TageBuch20070525

25.05.2007: Jagd und Beute


Offensichtlich hatten mal wieder einige Artgenossen die gleiche Idee: Jagen am Paul-Lincke-Ufer, zwischen Kreuzberg und Neukölln, einer der wenigen gut frequentierten Ausgehgegenden, die nicht in einem Lehen des alten Konsuls liegen. Und so stolperten also Theodor von Hallenstein und Neshaid Hakim Al-Assam, der mal eine Nacht frei bekommen hatte und ersterem das Café Atlantis zeigen wollte, über Juri, Leandra Feodora Lilienfein und Luisa Jael Graves im Café Condoré -- dem umbenannten Atlantis. Neben diesen Artgenossen war auch der Bedienstete von Lyciel Felicitas du Loup anwesend, der wohl einen Platz für seine Herrin freihalten sollte. Peter Hoffmann gesellte sich später auch noch zu den anderen Jägern.

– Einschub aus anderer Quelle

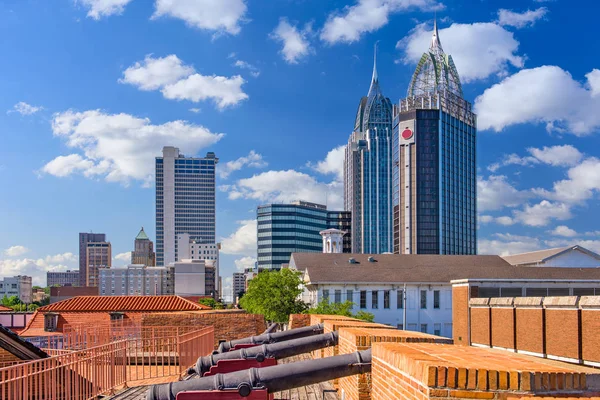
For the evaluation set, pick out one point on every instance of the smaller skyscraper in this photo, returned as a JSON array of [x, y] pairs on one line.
[[143, 251], [99, 255]]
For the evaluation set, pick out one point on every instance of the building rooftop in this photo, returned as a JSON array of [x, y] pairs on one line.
[[405, 268], [540, 256]]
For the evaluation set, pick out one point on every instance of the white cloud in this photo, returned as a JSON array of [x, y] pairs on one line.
[[542, 213], [496, 193], [583, 181], [213, 15], [366, 16], [286, 186], [521, 20], [104, 8], [546, 94], [177, 81], [242, 241], [295, 42], [332, 164], [24, 108], [245, 262], [37, 268], [563, 230], [253, 159], [478, 50], [120, 147], [506, 244], [15, 251], [246, 65], [558, 156]]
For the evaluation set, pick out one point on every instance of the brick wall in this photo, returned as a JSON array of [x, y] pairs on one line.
[[430, 371], [229, 324], [358, 387]]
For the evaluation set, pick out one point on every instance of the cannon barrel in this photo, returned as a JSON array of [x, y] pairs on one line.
[[274, 379], [271, 328], [273, 337], [275, 350]]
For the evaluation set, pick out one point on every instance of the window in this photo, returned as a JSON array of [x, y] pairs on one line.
[[400, 298], [436, 299], [375, 299], [363, 299], [349, 295], [386, 299], [337, 296]]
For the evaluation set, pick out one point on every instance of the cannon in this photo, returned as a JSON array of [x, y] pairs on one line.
[[272, 337], [267, 380], [274, 350]]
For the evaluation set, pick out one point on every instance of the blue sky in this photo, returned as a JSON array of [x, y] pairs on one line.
[[92, 90]]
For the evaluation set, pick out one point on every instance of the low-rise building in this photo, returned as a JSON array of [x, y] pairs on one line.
[[414, 292], [62, 278], [19, 285]]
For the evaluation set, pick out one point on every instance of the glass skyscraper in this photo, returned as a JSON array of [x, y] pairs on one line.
[[368, 172], [284, 229], [434, 169], [185, 201]]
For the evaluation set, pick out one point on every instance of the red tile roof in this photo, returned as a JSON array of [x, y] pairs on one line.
[[123, 304]]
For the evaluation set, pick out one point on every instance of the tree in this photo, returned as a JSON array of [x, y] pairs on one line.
[[274, 294]]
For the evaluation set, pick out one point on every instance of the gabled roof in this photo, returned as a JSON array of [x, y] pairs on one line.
[[18, 347], [123, 303], [541, 256]]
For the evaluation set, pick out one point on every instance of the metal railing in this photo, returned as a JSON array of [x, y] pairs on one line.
[[88, 373]]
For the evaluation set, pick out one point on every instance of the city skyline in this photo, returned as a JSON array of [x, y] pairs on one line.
[[278, 116]]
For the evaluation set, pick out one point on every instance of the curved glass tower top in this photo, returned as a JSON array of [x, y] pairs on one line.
[[435, 72]]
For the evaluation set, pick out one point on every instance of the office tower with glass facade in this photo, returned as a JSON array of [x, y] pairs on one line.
[[84, 239], [434, 169], [284, 229], [185, 201], [368, 172]]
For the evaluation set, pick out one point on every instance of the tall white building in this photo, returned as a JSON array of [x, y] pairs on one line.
[[19, 285], [135, 279], [185, 201]]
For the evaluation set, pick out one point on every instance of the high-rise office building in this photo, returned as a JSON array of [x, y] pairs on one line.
[[98, 255], [84, 239], [284, 229], [143, 250], [368, 172], [185, 201], [435, 183]]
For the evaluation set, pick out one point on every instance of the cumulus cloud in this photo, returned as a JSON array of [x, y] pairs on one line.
[[24, 108], [332, 164], [177, 81], [521, 20], [546, 94], [349, 24], [479, 50], [295, 42], [558, 156], [120, 147], [104, 8], [495, 193], [245, 262], [253, 160], [15, 251], [242, 241], [37, 268], [219, 16], [286, 186]]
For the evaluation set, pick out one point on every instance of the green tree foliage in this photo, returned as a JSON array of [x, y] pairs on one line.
[[274, 294]]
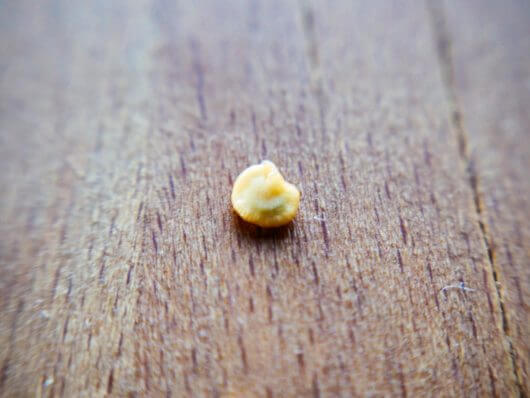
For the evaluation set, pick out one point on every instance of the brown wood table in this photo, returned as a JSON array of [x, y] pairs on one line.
[[124, 272]]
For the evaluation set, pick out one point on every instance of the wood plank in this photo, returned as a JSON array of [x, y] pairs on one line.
[[124, 270], [489, 44]]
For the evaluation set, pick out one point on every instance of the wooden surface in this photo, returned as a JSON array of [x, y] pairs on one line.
[[124, 271]]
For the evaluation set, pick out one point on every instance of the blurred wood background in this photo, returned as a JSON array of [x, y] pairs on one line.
[[123, 270]]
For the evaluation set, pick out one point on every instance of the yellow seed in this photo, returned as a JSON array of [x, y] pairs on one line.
[[261, 196]]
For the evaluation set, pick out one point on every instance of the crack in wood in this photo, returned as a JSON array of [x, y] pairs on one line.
[[442, 42]]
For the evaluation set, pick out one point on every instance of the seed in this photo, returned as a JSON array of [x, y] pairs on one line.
[[261, 196]]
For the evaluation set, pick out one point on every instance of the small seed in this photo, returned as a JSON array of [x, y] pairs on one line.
[[261, 196]]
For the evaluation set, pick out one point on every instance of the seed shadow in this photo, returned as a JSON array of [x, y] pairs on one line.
[[251, 232]]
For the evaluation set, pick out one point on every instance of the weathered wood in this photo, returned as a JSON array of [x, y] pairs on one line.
[[489, 48], [124, 270]]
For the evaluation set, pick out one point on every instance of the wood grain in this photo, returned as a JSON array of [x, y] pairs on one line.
[[488, 48], [124, 270]]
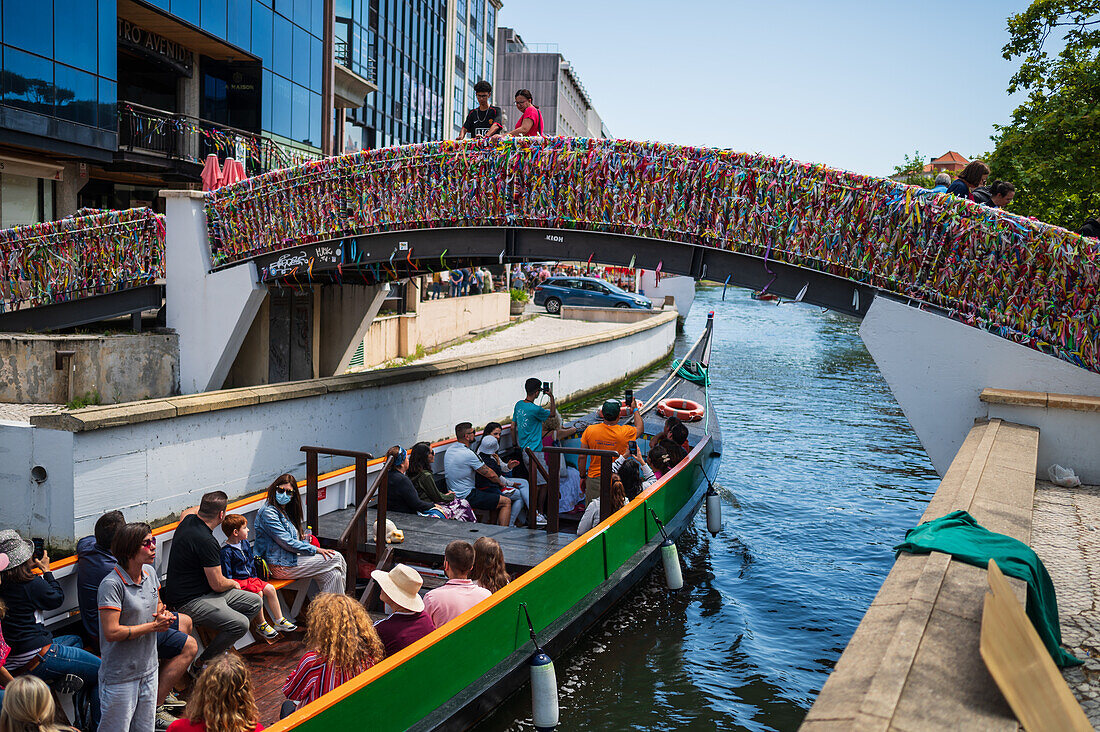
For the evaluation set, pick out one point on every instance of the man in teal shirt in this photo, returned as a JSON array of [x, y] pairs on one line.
[[528, 418]]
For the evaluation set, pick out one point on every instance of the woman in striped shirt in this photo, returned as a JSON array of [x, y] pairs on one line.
[[342, 644]]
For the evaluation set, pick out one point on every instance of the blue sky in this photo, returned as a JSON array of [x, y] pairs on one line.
[[855, 85]]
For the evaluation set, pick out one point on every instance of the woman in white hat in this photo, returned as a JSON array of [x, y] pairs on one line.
[[408, 623], [33, 649]]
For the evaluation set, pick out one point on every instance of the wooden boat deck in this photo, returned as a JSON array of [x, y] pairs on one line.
[[427, 538]]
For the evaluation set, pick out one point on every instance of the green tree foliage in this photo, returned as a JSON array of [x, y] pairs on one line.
[[1051, 150], [911, 171]]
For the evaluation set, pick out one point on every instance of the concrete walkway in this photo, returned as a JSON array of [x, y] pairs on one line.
[[1066, 536]]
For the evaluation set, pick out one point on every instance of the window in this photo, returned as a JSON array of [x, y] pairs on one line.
[[30, 25], [28, 82], [76, 95]]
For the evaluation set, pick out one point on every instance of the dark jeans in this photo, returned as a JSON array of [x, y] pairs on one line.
[[67, 656]]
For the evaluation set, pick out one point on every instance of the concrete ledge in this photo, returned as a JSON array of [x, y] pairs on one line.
[[99, 417], [1042, 400], [913, 663]]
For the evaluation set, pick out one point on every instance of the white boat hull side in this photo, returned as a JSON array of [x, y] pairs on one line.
[[937, 368]]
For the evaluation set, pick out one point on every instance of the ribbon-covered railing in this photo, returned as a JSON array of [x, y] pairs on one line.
[[79, 257], [1018, 277]]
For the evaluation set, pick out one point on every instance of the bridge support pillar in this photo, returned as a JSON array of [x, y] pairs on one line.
[[211, 312], [937, 368]]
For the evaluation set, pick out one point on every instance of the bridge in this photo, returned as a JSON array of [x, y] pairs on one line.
[[966, 292]]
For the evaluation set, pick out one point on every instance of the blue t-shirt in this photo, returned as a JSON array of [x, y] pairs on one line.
[[528, 418]]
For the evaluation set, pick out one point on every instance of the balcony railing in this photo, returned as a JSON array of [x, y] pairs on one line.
[[190, 139]]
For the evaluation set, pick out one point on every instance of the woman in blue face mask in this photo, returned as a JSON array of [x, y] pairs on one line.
[[286, 548]]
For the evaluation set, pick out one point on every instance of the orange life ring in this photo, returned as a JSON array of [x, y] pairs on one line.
[[683, 410]]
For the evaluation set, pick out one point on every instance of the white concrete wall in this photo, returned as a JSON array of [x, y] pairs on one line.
[[937, 368], [153, 469]]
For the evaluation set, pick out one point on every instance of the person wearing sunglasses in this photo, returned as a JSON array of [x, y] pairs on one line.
[[130, 618], [283, 544]]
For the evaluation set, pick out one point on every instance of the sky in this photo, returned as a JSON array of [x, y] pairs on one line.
[[854, 85]]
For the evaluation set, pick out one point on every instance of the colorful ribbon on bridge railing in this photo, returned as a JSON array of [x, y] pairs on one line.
[[1018, 277], [78, 257]]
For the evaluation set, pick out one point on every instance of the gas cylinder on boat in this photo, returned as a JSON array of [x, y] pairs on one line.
[[543, 692], [671, 560], [713, 511]]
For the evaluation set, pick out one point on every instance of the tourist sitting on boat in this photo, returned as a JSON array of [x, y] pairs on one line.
[[421, 458], [130, 616], [569, 477], [33, 649], [222, 694], [29, 706], [460, 593], [196, 585], [341, 643], [407, 622], [527, 421], [175, 647], [658, 460], [591, 516], [402, 495], [635, 473], [488, 452], [607, 435], [460, 466], [279, 541], [239, 563], [490, 570]]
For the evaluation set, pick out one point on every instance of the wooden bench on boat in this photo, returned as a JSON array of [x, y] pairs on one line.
[[914, 661]]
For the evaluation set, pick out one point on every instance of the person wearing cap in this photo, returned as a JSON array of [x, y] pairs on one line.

Verlief das Treffen anfangs noch recht friedlich, allein gestört duch Hakims Unausgeglichenheit und Gereiztheit, so begann das Fiasko, als Thomas hereinplatzte. Eigentlich hat er nur kurz reingeschaut und wollte wieder verschwinden, aber offensichtlich war Hakim nicht in der Stimmung, einen Unbekannten, einen Illegitimen einfach so davonkommen zu lassen -- immerhin klärte er ihn danach über seine Recht und Möglichkeiten auf, die ihm nicht die sofortige Vernichtung durch die Geißel Leandra einbrächten. Bis hierhin verlief alles ja noch gut, aber dann machte sich in einem Augenblick, wo niemand auf ihn aufpaßte, Thomas aus dem Staub. Leandra und Theodor machten sich sofort an die Verfolgung und konnten ihn tatsächlich noch schnappen und wieder zurückbringen -- aber für Juri sah die Situation viel schlimmer aus: Nicht nur, daß er es gewesen seien soll, der den jungen Toreador zur Flucht ermuntert hatte, nein, der Mann fuchtelte auch noch mit seinem Katana blankgezogen in der Gegend herum. Zur Erinnerung aus der Einleitung: gut frequentierte Ausgehgegend. Hakim hatte schon früher am Abend Aristide telefonisch um Hilfe in Polizeibelangen gebeten, gerade wegen Juris Idiotie, aber jetzt sahen Aristide, Hakim und Theodor keinen anderen Weg mehr: Theodor lotste Juri zum Hinterausgang und pflockte ihn dort. Hakim, der vorher schon arrangiert hatte, daß Aristide zur Kapelle Tempelhof käme, half dann, den ohnmächtigen Körper in Theodors Auto zu schleppen.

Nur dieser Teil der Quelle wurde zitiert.